Au moins tous les 2 à 3 ans (plus souvent après 40 ans) :
- Consultation chez le médecin traitant avec examen clinique complet.
- Mesure tension artérielle, poids, IMC, tour de taille.
- Prise de sang : NFS, bilan lipidique, glycémie, fonction rénale, fonction hépatique, +/- TSH.
- Bandelette urinaire / ECBU selon les cas.
- ECG si facteurs de risque ou à partir d’un certain âge / si reprise sportive intensive.
- Vérification des vaccins.
En fonction de l’âge :
- Avant 40 ans : dépistage IST si nécessaire, dentiste 1 fois/an, contrôle de la vue tous les 2–3 ans, auto-palpation testiculaire.
- Entre 40 et 50 ans : discussion sur prostate, bilan cardio plus poussé si sportif ou facteurs de risque, évaluation du sommeil.
- Après 50 ans : test de dépistage du cancer colorectal tous les 2 ans, surveillance prostate adaptée à votre profil, suivi cardio renforcé.

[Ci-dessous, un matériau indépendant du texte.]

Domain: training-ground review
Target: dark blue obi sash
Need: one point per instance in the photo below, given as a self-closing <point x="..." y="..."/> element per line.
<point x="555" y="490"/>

En cas de facteurs de risque particuliers :
- Tabac important : discussion sur un éventuel dépistage pulmonaire après 50 ans.
- Surpoids/obésité : bilan métabolique plus régulier, dépistage apnées du sommeil.
- Antécédents familiaux précoces d’infarctus/AVC/cancers : bilans plus rapprochés.
En pratique, la question n’est plus « faut-il faire un bilan ? », mais « que dois-je faire en priorité cette année ? ». Le plus efficace reste de prendre rendez-vous avec votre médecin traitant et de lui dire clairement : « Je veux faire un vrai point sur ma santé, qu’est-ce qu’on met dans le bilan, à mon âge et avec mon profil ? ».
La mécanique de votre voiture, vous l’amenez en révision sans discuter. Votre santé mérite au moins la même attention. Pas quand il sera trop tard, mais tant que vous avez encore le volant en main.